Monday, August 18, 2008

I'm alive

Yes I am :D ... just in case my inactivity here raised any doubts...and I won't surprised if it did because, despite several reminders from my mentor that a blog update has been pending, I have been putting it off for the time that I have something substantial ( or .. was it my laziness? ). Now that the pencils-down date has arrived, I see no further excuse for postponing it.

Since the last time..
  • I got my disk and CPU info without much use of guru mode code (used the queue_stats tapset.. thought had to create my own copy of it where I could change the default time unit to milliseconds instead of microseconds.
The tapset says..
# qstats.stp: Queue statistics gathering tapset

# -------------------------------------------------------------------------

# The default timing function: microseconds. This function could

# go into a separate file (say, qstats_qs_time.stp), so that a user

# script can override it with another definition.

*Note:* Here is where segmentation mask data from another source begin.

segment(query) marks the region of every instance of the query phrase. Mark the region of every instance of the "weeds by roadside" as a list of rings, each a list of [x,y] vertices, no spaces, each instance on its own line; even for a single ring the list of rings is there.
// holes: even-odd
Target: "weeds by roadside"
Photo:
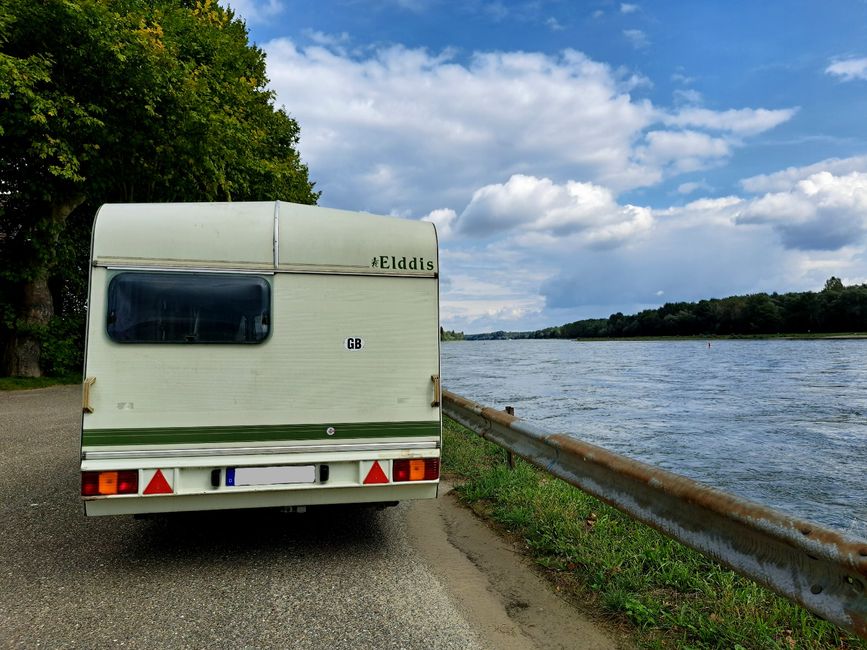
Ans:
[[[524,541],[567,597],[651,648],[858,648],[867,642],[446,419],[444,472],[476,512]]]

function qs_time () { return gettimeofday_ms () }

# -------------------------------------------------------------------------

Till that is not done.. I might have to stick to my own copy of queue stats.
  • My renderer module is up. Even though it supports only svg for now, I'll extend it to support other formats very soon.
  • I gather per process CPU statistics which show how much system and user time they take (got this idea from bootprobe).
  • I trace sys_open and gather statistics like which process reads/write to what file etc.
  • I also trace the blockIO (in this case I just provide a way to bring out the blockIO information as gathered by the tapset in XML format).
The idea behind tracing points 3, 4 and 5 is to have as much information as possible at least in text format so that even if it cannot be rendered (will terribly clutter the graph if rendered), we can get as much detail as possible.
As all the above information is timestamped, correlation is very easy.
  • The bootlimn (as it has been named tentatively) installs and uninstalls very cleanly.
  • A jar file is packaged along with the source code. It can be run simply by executing ./bootlimn.sh .
  • A build.xml (to be used with ant) is also available.
  • Failure of a part of bootlimn does not crash the entire application. It still tries to give as much output as possible.For example,if one of the XML files cannot be parsed, the others are not affected and neither is the renderer module unless it is *very* critical for the creation of the graph.Even if the XML generated is screwed, the bootlimn still renders till the first occurence of improper entry.
  • The user can specify where to stop by changing the -c option in stpcaller.

Known bugs (Taken care of)):
  • The XML created, sometimes, has negative timestamps. (see update 3)
  • The IOblock parser gives errors at times.(This again is because of the screwed XML) ( see update 1).

What needs more work:
  • All the unique processes are rendered. The user as of now has no control over the degree of detail.
  • The state transitions can be bettered.
  • The CPU wait stats can also be added ( code already present in the stps, just requires slight modification in the XSD and corresponding changes to parser and renderer.. will do it soon)
  • Other formats of images to be supported.( next task at hand after debugging)
  • Header information needs to be added (this will be done soon too)

And anymore that will be suggested when the code is reviewed ( code can be checked out from here ).


Update 1: A temporary workaround is to define the sector, bdev etc fields ( which get some funny values on very rare occasion) as a String type so that just a single instance of screwed up XML does not hinder the parsing of the entire file. Not the best solution but just a temporary workaround as there is no further calculation based on these fields and the only function that uses them is a 'tostring' which converts them to a string anyway.

Update 2: Egads!!! revision 14 is sort of broken.. I am rectifying it.. please don't checkout the code now.

Update 3: The negative timestamps error has been solved ***phew***. The code can now be checked out. Logging has been changed to disk as opposed to in memory (see comments for further details).